🤖 AI Summary
Conventional Transformer training employs a uniform learning rate across all model components, ignoring their dynamic heterogeneity in parameter sensitivity and update magnitude—leading to suboptimal optimization efficiency.
Method: We propose a dynamic decoupled learning rate scheduling framework, introducing— for the first time—the concept of *relative learning rates*, which adaptively scale per-component learning rates based on layer-specific gradient statistics and architectural roles. Our approach is architecture-agnostic within the Transformer family and integrates seamlessly with Mixture of Experts (MoE) configurations.

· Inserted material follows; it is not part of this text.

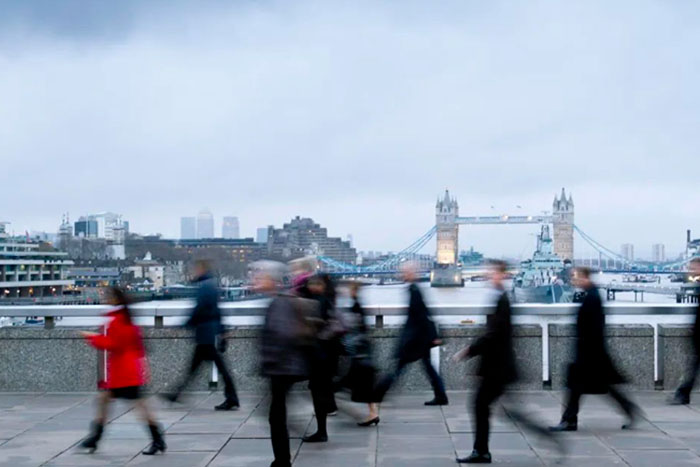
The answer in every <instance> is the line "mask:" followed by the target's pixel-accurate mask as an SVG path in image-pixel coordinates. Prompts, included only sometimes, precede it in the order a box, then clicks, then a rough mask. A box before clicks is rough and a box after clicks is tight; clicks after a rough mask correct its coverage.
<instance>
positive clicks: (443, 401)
mask: <svg viewBox="0 0 700 467" xmlns="http://www.w3.org/2000/svg"><path fill="white" fill-rule="evenodd" d="M449 404H450V401H448V400H447V396H441V397H436V398H434V399H433V400H430V401H427V402H425V405H449Z"/></svg>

Contribution/Results: The method enables direct hyperparameter transfer across model scales—from small baselines to models 27× larger—without manual retuning. Empirical evaluation demonstrates up to 23% faster convergence for complex models and substantial reductions in computational resource consumption. This work establishes a scalable, efficient, and broadly generalizable optimization paradigm for large-scale neural networks.
📝 Abstract
In this work, we introduce a novel approach for optimizing LLM training by adjusting learning rates across weights of different components in Transformer models. Traditional methods often apply a uniform learning rate across all network layers, potentially overlooking the unique dynamics of each part. Remarkably, our introduced relative learning rates, RLRS, method accelerates the training process by up to $23%$, particularly in complex models such as Mixture of Experts (MoE). Hyperparameters of RLRS can be efficiently tuned on smaller models and then effectively reused on models up to $27 imes$ larger. This simple and effective method results in a substantial reduction in training time and computational resources, offering a practical and scalable solution for optimizing large-scale neural networks.